Aafke Soet heeft de Nederlandse ploeg opnieuw succes bezorgd bij het Europees kampioenschap in Tsjechië. De Friezin - eerder deze week al goed voor goud op de tijdrit voor beloften-vrouwen – behaalde in de wegwedstrijd een zilveren medaille. Alleen de Tsjechische Nikola Noskova bleek te sterk voor de Nederlandse. "Met deze uitslag kan ik heel goed leven. Ik heb er hard voor moeten werken, maar ik verlaat het EK nu wel met goud én zilver. Daarmee overtref ik echt al mijn verwachtingen."

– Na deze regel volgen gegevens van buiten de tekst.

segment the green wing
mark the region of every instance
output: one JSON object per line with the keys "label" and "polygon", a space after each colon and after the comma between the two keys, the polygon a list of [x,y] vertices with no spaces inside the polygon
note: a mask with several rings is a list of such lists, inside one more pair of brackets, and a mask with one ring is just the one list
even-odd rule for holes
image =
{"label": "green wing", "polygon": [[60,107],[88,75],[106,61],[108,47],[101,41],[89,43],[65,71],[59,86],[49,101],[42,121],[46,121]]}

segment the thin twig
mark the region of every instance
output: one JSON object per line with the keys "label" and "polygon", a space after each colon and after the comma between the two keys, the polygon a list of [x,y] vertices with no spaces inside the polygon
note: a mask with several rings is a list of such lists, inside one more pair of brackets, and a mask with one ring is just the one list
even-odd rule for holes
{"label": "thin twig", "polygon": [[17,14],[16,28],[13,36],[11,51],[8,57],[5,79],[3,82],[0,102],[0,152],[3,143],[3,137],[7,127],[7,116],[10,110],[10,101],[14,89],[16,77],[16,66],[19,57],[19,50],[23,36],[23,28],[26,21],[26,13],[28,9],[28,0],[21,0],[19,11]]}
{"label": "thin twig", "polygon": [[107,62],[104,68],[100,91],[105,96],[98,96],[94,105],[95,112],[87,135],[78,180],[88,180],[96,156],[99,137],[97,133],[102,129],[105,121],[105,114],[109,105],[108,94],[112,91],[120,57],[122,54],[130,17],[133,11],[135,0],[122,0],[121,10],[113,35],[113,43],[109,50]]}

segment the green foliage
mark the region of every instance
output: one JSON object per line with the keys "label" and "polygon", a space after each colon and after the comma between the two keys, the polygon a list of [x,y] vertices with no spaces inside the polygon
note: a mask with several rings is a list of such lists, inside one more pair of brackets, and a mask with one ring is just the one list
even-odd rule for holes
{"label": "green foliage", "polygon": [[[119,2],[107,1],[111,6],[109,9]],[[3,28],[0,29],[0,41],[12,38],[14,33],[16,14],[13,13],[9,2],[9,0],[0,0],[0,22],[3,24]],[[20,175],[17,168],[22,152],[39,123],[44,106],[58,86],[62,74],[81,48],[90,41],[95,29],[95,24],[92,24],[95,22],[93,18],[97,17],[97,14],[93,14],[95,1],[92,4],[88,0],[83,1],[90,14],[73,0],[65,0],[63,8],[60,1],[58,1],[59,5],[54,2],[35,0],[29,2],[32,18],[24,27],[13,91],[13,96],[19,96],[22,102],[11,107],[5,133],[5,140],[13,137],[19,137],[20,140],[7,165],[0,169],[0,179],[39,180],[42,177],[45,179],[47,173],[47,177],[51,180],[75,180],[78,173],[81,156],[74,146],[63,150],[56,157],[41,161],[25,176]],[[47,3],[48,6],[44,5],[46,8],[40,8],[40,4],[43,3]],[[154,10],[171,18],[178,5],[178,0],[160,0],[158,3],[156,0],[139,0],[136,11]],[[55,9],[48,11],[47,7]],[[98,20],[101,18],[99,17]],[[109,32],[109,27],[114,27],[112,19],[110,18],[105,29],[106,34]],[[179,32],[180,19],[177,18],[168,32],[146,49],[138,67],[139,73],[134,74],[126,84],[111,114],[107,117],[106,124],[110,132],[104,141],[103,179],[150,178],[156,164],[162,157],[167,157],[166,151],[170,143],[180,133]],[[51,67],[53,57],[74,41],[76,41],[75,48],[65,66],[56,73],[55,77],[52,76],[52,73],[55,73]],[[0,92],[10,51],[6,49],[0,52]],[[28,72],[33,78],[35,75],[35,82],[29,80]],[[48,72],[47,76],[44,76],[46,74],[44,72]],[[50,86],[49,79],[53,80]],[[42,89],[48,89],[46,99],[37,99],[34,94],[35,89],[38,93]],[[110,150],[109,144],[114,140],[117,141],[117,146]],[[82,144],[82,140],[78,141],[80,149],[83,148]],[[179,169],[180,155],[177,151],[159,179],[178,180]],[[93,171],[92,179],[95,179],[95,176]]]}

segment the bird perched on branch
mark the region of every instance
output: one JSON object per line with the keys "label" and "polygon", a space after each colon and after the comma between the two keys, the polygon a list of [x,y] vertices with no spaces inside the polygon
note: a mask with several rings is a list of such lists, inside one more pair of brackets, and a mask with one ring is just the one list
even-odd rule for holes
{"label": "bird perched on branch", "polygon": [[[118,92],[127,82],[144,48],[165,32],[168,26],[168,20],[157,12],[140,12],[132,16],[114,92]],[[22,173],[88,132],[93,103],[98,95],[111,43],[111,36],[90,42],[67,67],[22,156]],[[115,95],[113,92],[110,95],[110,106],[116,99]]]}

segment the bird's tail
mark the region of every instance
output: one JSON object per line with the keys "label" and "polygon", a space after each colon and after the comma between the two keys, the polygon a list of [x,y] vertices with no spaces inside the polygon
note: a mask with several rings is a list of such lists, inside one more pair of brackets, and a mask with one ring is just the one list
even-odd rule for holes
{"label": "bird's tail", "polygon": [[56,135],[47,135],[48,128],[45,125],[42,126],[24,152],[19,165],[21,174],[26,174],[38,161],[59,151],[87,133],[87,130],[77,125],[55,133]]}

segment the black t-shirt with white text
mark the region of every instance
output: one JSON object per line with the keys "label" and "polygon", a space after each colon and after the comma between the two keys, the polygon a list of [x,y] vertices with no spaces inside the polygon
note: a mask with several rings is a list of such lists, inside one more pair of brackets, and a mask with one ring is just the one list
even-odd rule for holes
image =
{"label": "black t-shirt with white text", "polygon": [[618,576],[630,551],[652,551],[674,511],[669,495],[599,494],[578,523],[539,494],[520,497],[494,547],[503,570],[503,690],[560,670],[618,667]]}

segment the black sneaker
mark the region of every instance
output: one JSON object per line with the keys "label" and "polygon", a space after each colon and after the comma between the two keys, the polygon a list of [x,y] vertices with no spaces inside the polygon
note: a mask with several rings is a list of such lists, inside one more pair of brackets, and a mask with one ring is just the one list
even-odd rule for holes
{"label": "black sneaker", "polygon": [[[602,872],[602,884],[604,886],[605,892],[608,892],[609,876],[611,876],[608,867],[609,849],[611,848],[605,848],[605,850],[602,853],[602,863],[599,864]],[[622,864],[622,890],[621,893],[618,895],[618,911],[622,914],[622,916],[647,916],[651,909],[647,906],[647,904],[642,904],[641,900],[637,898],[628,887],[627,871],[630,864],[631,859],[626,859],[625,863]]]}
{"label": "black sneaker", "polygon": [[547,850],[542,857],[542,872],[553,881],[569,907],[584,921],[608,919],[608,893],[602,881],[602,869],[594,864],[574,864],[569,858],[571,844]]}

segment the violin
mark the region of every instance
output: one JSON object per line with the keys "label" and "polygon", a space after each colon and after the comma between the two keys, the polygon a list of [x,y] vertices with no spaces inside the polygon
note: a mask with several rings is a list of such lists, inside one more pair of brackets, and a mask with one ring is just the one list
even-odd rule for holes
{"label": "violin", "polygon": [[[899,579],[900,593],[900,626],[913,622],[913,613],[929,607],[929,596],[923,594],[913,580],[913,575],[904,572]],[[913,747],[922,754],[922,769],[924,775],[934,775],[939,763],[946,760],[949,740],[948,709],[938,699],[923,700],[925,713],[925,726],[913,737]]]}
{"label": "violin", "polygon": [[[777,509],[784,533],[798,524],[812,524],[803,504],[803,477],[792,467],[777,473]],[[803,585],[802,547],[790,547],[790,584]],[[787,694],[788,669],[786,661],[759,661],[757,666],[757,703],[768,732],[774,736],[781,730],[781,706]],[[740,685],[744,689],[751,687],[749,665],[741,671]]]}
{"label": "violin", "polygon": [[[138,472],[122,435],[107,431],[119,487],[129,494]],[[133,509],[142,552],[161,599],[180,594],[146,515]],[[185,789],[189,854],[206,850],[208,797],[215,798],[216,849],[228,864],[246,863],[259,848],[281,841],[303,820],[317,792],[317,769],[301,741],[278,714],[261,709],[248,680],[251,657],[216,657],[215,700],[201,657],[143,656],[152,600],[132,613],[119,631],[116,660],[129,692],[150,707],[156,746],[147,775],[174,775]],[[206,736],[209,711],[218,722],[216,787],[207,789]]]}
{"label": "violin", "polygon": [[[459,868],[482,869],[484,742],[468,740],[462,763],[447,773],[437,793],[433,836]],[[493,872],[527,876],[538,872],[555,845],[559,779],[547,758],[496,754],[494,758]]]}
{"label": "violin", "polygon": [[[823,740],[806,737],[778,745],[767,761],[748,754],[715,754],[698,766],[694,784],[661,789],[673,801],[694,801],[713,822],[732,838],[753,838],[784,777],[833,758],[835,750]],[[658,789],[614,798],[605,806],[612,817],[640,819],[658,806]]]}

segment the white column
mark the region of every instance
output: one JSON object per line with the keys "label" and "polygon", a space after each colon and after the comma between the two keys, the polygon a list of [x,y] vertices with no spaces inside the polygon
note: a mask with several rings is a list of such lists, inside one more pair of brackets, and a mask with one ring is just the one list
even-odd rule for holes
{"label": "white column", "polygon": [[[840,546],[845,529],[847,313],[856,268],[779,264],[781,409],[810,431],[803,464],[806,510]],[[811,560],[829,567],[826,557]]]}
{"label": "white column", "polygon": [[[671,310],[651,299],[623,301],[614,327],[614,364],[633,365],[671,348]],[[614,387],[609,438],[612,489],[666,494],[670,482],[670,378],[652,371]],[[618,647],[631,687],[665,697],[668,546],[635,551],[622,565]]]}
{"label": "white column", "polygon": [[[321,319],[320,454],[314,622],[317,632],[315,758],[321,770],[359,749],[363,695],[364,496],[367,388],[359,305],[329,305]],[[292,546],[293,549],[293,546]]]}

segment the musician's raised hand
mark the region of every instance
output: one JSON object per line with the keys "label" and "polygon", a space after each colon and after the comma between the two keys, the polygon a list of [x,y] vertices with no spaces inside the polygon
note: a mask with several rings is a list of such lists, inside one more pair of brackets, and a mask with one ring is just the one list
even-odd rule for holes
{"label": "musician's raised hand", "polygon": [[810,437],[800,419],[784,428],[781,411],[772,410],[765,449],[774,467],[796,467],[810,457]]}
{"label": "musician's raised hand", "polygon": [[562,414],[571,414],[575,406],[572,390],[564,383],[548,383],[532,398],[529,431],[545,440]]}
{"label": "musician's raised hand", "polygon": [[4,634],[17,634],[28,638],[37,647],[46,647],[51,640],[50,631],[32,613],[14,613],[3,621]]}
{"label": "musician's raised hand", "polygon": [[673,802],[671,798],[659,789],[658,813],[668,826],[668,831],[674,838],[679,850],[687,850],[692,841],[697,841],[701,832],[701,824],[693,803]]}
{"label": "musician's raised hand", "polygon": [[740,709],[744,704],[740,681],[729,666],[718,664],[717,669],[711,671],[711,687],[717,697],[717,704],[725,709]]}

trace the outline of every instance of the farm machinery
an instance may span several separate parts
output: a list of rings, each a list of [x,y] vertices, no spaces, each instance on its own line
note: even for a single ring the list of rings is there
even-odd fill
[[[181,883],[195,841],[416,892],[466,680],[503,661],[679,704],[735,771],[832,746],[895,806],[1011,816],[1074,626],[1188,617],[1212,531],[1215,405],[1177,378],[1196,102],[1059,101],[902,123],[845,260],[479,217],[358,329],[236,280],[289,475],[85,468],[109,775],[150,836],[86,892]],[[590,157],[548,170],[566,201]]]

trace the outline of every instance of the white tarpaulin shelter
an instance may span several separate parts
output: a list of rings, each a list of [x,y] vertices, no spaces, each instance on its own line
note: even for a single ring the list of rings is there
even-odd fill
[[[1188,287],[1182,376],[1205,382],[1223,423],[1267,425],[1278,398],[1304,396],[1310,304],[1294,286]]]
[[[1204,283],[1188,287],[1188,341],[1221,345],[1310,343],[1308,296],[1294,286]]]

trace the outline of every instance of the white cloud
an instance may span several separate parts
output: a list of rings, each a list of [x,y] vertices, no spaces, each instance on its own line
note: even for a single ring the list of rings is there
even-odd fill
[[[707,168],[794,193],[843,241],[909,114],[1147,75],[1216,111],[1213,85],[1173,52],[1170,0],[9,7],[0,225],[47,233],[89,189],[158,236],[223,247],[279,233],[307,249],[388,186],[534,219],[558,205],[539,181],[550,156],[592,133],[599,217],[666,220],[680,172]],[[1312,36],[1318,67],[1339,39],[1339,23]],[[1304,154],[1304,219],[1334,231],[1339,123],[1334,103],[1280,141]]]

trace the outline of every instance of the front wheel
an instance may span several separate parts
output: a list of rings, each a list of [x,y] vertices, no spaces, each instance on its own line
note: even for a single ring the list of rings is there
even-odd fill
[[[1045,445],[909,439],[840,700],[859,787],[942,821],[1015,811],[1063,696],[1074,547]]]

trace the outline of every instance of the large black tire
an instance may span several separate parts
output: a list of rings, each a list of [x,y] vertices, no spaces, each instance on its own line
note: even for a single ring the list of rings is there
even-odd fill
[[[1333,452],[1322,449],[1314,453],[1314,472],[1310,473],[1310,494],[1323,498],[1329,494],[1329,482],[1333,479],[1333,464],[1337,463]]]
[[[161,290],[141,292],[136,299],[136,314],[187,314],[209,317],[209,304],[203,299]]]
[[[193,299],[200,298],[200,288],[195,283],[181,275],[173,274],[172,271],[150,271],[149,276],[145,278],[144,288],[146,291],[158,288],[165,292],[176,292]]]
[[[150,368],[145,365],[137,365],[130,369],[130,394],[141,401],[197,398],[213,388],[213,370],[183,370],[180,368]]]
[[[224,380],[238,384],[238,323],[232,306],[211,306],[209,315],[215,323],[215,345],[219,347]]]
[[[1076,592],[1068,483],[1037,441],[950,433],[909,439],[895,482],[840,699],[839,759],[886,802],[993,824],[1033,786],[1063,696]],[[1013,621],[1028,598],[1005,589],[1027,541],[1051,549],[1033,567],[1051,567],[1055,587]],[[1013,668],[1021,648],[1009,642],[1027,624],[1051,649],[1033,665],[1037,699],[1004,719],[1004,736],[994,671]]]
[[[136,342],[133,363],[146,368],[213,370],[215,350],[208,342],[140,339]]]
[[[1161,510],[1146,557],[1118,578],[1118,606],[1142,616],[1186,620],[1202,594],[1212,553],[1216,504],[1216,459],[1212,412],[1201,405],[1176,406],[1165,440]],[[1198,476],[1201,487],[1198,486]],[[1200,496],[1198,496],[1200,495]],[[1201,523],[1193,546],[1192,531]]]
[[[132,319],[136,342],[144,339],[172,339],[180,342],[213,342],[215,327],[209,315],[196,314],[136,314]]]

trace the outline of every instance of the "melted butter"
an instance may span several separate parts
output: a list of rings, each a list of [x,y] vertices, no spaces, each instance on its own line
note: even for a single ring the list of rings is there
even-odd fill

Samen met Noskova en de Italiaanse Pirrone trok Soet in de tweede ronde ten aanval, maar de latere Europees kampioene begon niet veel later al aan een solo. Op een beklimming wist ze haar twee metgezellen achter zich te laten. Omdat Pirrone Soet in de slotfase ook niet meer kon volgen, moest de Nederlandse via een lange solo proberen de zilveren plak op te eisen. Dat lukte. Pirrone viel terug in een groep achtervolgers, met daarbij ook de Nederlandse Yara Kastelijn, die om het brons mocht sprinten. Die plak werd echter opgeëist door de Italiaanse Paternoster. Kastelijn werd zevende.
Eerder won Soet al de Europese titel tijdrijden op dit EK. "Wat een resultaat" juichte ze na afloop. "Ik was al blij geweest met één podiumplek op dit EK, maar heb nu gewoon goud en zilver behaald. Hoewel het veld bij de junior-vrouwen eerder op de dag ook al snel uit elkaar sloeg, had ik niet gedacht dat dit bij onze wedstrijd ook zou gebeuren, ook omdat het heel warm was. Maar Noskova trok in de eerste ronde al een keer door. Toen kon ik door kettingproblemen niet volgen, maar toen dat opgelost was, was ik vastbesloten om haar bij de tweede ronde goed in de gaten te houden. Maar ze was uiteindelijk op de beklimmingen te sterk voor mij. Ik moest eerst lossen en toen viel de Italiaanse Pirrone ook terug. Samen konden we een mooi verschil opbouwen ten opzichte van de rest. Ik wist al wel dat ik normaal gesproken voor zilver reed. Toen Pirrone weg viel, wachtte me nog een pittige uitdaging. Maar gelukkig kon ik een goed tempo houden en zo zilver behalen."
Johan Lammerts toonde zich een tevreden coach. "Dit parcours was met een klim van drie kilometer dermate selectief dat de sterksten over bleven. Aafke was direct mee bij de eerste echte aanval, voelde zich daarna even wat minder, maar kwam er vanaf halverwege de wedstrijd weer doorheen. Zo wist ze het zilver toch nog in de wacht te slepen. Achter haar was het veld ook helemaal uit elkaar geslagen en zat iedereen ook aan de limiet. Yara Kastelijn streed nog tot het laatst mee voor brons, dus ook in de breedte hebben we goed gepresteerd. Maar Aafke stak er bovenuit. Ik heb haar al gezegd dat ze de koning van dit EK is in mijn ogen."
Bij de junior-vrouwen was Rozemarijn Ammerlaan de hoogst geklasseerde landgenote op een veertiende stek.